My best friend & I are planning a vacation to Britain, but it won't be until Sept/Oct/2020.
I can't get excited about something so far away, but my friend brings it up frequently.
I respect the fact that she has to save, but this isn't the issue, really. I do have some health issues which she's aware of, although they are not serious. Frankly, I can't get excited about something that's so far away., so I don't talk about it very much. In all honestly, I couldn't care less whether I go or not. It's such a long flight (over 7 hrs).Although she doesn't mean anything by it, she always says..."I want to do this, I want to do that"., with the emphasis on "I". What about what I'd like to do?
We're not teenagers, we're older women. Again, I'm in a place where if the trip didn't happen, it wouldn't upset me. This trip will be very costly, & I've told her about this already.
Should I stay quiet or say something???
Should I stay quiet, or say something?
- Posted:
- 3+ months ago by chatterbox
- Topics:
- friend, vacation, planning, away, quiet, stay, fars, britain, friends, best friend
Answers (3)
I think it is a good idea of your friend to get excited and look forward to a trip of a lifetime. Maybe she can infect you a bit with her excitement, that might help you with your depression that you are fearing is happening. I think you shouldn't burst her happy bubble, she would get upset, would see it as a "don't you want to go"? Why don't you instead sit down with her and go through what things you would both be interested in seeing in Britain?
YES it is a good idea for my friend to get excited. This is not a trip of a lifetime for her or me. We went to Italy just this past July. I'm not going to burst her bubble, not at all.
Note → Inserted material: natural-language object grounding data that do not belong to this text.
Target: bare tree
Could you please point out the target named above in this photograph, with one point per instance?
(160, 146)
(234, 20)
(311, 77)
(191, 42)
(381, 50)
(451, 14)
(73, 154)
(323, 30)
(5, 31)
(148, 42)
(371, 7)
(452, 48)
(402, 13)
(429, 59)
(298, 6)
I can't get excited about something that's not going to happen for more than 1 1/2 years. Also, as I mentioned in my post; I don't like the I WANT rather than I'd LIKE.
It feels as though she's trying to control what we do.
Thanks for the comments. You've been helpful.
You should say something about it. You two are friends and planning the activities should not be always about her besides your not her chaperon. And let your friends know that you are getting irritated about it and yeah its like 2 yrs from now. Plan for the present or at least talk about it if its only weeks before the travel.
I suggested to her quite recently, that if the trip to Britain is going to be too expensive, perhaps we could consider going elsewhere. To that she said..."NO! I WANT to go to England".